Published online by Cambridge University Press:  19 August 2010

Michael Woodward*
Affiliation:
Aged Care Services, Heidelberg Repatriation Hospital, Austin Health, Heidelberg, Victoria, Australia
Henry Brodaty
Affiliation:
Prince of Wales Hospital, Randwick, Sydney, New South Wales, Australia Dementia Collaborative Research Centre, School of Psychiatry, University of New South Wales, Sydney, New South Wales, Australia
Karyn Boundy
Affiliation:
The Queen Elizabeth Hospital, Woodville South, South Australia, Australia
David Ames
Affiliation:
National Ageing Research Institute, Melbourne, Victoria, Australia
Greg Blanch
Affiliation:
Medical Communications, Janssen-Cilag Pty Ltd, Sydney, New South Wales, Australia
Robert Balshaw
Affiliation:
Syreon Corporation, Vancouver, Canada
*
Correspondence should be addressed to: Michael Woodward, Austin Health/University of Melbourne, Heidelberg Repatriation Hospital, Banksia Street, Heidelberg West, VIC 3081, Australia. Phone: +61 394962185; Fax: +61 394962613. Email: [email protected].

Abstract

Background: People with Alzheimer's disease (AD) who present with prominent frontal features such as a dysexecutive syndrome may be difficult to differentiate clinically from subjects with frontotemporal lobar degeneration (FTLD). This study was performed to improve the differential diagnosis between AD and FTLD and to better characterize the AD subgroup with greater executive dysfunction.

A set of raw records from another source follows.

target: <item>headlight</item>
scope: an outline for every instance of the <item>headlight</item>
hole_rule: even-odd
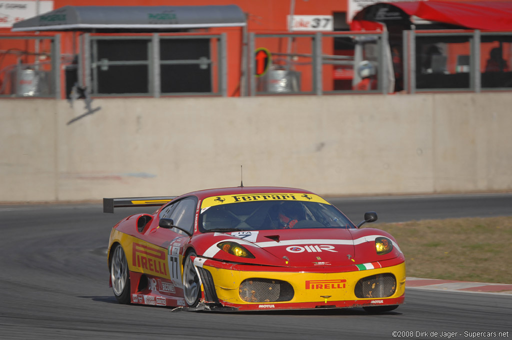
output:
[[[241,246],[236,242],[221,242],[217,245],[217,246],[231,255],[234,255],[241,258],[255,258],[254,256],[251,253],[250,251],[245,249],[243,246]]]
[[[375,239],[375,250],[377,255],[387,254],[393,250],[393,241],[386,237]]]

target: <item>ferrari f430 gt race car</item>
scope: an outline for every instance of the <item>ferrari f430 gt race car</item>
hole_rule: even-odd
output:
[[[403,254],[392,236],[354,225],[309,191],[237,187],[177,197],[105,198],[161,206],[123,219],[109,243],[110,283],[121,303],[253,310],[403,303]]]

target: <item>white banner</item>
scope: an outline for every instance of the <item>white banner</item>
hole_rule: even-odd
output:
[[[286,28],[290,27],[290,15],[286,16]],[[293,15],[291,31],[333,31],[332,15]]]
[[[35,0],[0,1],[0,28],[10,28],[14,23],[35,16]],[[53,10],[53,0],[39,1],[39,14]]]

Methods: Using a well-defined prospectively studied cohort of cognitively impaired subjects, which included those with AD and with FTLD, we nominated a frontal variant of AD (FvAD) group as those AD subjects with the lowest quartile of scores on the Frontal Assessment Battery (FAB), indicating greatest executive dysfunction, and compared them with the rest of the AD cases (whom we called the AD group) and those with FTLD across several baseline variables including cognitive, functional and behavioral scales. We also compared the changes from baseline for these three groups at 6 and 12 months. Additionally, we controlled for dementia severity by matching AD and FTLD cases on a functional scale, the SMAF, and repeated the same comparisons with these severity-matched groups.

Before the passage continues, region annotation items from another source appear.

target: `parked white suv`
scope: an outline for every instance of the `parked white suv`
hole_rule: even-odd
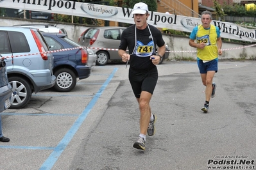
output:
[[[44,33],[62,33],[67,35],[67,31],[64,28],[57,27],[53,24],[21,24],[14,25],[13,26],[37,28],[40,31]]]
[[[0,27],[0,54],[6,64],[12,87],[11,109],[24,107],[32,93],[55,84],[53,56],[37,29]]]

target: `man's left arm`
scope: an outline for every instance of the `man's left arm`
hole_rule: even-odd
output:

Results: The 114 FvAD subjects had a mean age of 78.1 years and Mini-mental State Examination (MMSE) scores of 16.6, and the (remaining) AD group had a mean age of 78.4 years and MMSE of 22.4. There were 30 FTLD subjects with a mean age at baseline of 70.9 years and a mean baseline MMSE of 23.4. The FvAD group was significantly more severely impaired than the other two groups on all baseline assessments except the behavioral scale, the Neuropsychiatric Inventory (NPI), where there was insignificantly less impairment than in the FTLD group. In the analysis of subjects matched at baseline for functional impairment, the FvAD and FTLD groups were not significantly different on most assessment scales although on the FAB, clock-drawing and MMSE the FvAD subjects were still significantly more impaired. These two severity-matched groups were also similar in other baseline characteristics except for older age and less psychotropic use in the FvAD group. The severity-matched FvAD group was significantly different from the AD group in almost all assessment scales. All three unmatched and matched groups declined similarly over 12 months.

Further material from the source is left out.